The following public templates have had adjustments:
- app_body.much less
- core_datalist.much less
- core_input.much less
- core_menu.much less
- core_overlay.much less
- editor.much less
- editor_base.much less
- lightbox.much less
- payment_initiate.much less
Where vital, the merge system inside the “outdated templates” web page must be used to combine these adjustments.
As all the time, new releases of XenForo are free to download for all prospects with energetic licenses, who might now seize the brand new model from the customer area.

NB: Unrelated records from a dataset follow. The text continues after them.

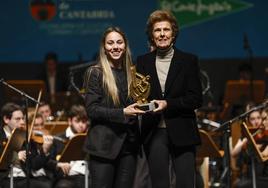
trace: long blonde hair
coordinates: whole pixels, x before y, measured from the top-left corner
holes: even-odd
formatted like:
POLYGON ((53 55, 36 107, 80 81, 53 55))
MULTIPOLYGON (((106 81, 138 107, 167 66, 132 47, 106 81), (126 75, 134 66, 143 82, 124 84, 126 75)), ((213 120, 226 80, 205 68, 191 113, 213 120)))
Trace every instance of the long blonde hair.
MULTIPOLYGON (((102 82, 103 82, 103 87, 106 91, 106 93, 112 98, 113 103, 116 106, 119 106, 120 104, 120 100, 119 100, 119 93, 118 93, 118 88, 116 86, 116 81, 111 69, 111 65, 109 63, 109 59, 106 55, 105 52, 105 40, 106 37, 109 33, 111 32, 117 32, 119 33, 125 42, 125 52, 123 54, 123 58, 122 58, 122 69, 126 71, 127 74, 127 84, 128 84, 128 97, 130 97, 130 93, 129 93, 129 87, 132 81, 132 77, 131 77, 131 71, 130 71, 130 67, 132 65, 132 59, 131 59, 131 52, 130 52, 130 48, 129 48, 129 44, 126 38, 126 35, 121 31, 120 28, 118 27, 109 27, 105 30, 105 32, 103 33, 102 39, 101 39, 101 44, 100 44, 100 49, 99 49, 99 61, 98 61, 98 65, 101 70, 102 70, 102 82)), ((87 81, 90 77, 90 73, 88 72, 87 75, 87 81)))

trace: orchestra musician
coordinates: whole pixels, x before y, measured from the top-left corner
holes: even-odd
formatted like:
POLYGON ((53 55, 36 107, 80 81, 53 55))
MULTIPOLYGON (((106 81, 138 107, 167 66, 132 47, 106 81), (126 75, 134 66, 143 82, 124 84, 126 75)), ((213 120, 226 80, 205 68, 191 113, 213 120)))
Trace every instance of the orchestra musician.
MULTIPOLYGON (((23 110, 20 106, 14 103, 6 103, 1 109, 1 127, 0 127, 0 150, 1 154, 5 147, 4 143, 11 137, 12 131, 15 128, 25 128, 25 120, 23 110)), ((49 135, 43 136, 43 143, 38 146, 36 142, 30 140, 29 142, 29 165, 30 176, 29 186, 39 188, 50 188, 52 186, 52 180, 46 175, 44 167, 50 158, 50 149, 53 143, 53 137, 49 135)), ((13 152, 14 166, 13 177, 14 187, 24 188, 27 186, 26 177, 26 150, 25 144, 18 152, 13 152)), ((9 171, 1 172, 1 186, 9 187, 9 171)))
MULTIPOLYGON (((246 111, 251 110, 255 106, 254 103, 249 103, 246 106, 246 111)), ((256 109, 248 114, 246 117, 246 124, 248 127, 253 127, 260 129, 263 125, 261 110, 256 109)), ((254 137, 255 138, 255 137, 254 137)), ((252 187, 252 171, 251 171, 251 160, 248 154, 248 140, 245 137, 241 137, 234 148, 231 149, 231 157, 235 160, 236 167, 239 169, 239 177, 234 182, 234 187, 237 188, 246 188, 252 187)), ((267 144, 257 144, 257 147, 261 149, 261 154, 264 156, 266 153, 267 144)), ((267 176, 265 175, 265 169, 267 168, 267 164, 255 162, 256 166, 256 176, 257 176, 257 187, 266 187, 268 183, 268 179, 265 180, 261 177, 267 176)), ((266 170, 267 171, 267 170, 266 170)))

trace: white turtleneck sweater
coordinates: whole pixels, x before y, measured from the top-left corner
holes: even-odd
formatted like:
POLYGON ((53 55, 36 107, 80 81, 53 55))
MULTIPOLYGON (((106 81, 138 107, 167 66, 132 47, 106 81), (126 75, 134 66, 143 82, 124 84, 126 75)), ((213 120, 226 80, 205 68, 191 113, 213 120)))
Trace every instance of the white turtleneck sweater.
MULTIPOLYGON (((157 53, 156 53, 155 66, 156 66, 156 72, 157 72, 158 80, 160 82, 163 96, 165 93, 166 79, 167 79, 167 75, 168 75, 168 71, 169 71, 169 67, 170 67, 170 63, 171 63, 173 55, 174 55, 174 49, 172 48, 172 46, 165 50, 157 50, 157 53)), ((166 123, 164 121, 163 115, 161 117, 161 121, 158 127, 166 128, 166 123)))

Note: add-ons, customizations and kinds made for XenForo 1.x should not suitable with XenForo 2.x. If your website depends upon these for important performance, make sure that a XenForo 2 model exists earlier than you begin to improve. We strongly advocate you make a backup earlier than making an attempt an improve.
Please notice that XenForo 2.1.x has greater system necessities than XenForo 1.x.
The following are minimal necessities:
- PHP 5.6 or newer (PHP 7.4 really useful)
- MySQL 5.5 and newer (Also suitable with MariaDB/Percona and so on.)
- All of the official add-ons require XenForo 2.1.
- Enhanced Search requires at the least Elasticsearch 2.0.
Installation and Upgrade Instructions for XenForo 2.1
Note that when upgrading from XenForo 1.x, all add-ons will probably be disabled and elegance customizations is not going to be maintained. New variations of add-ons will should be put in and customizations will should be redone. We strongly really useful that you simply make a backup earlier than making an attempt an improve. Once upgraded, you will be unable to downgrade with out restoring from a backup.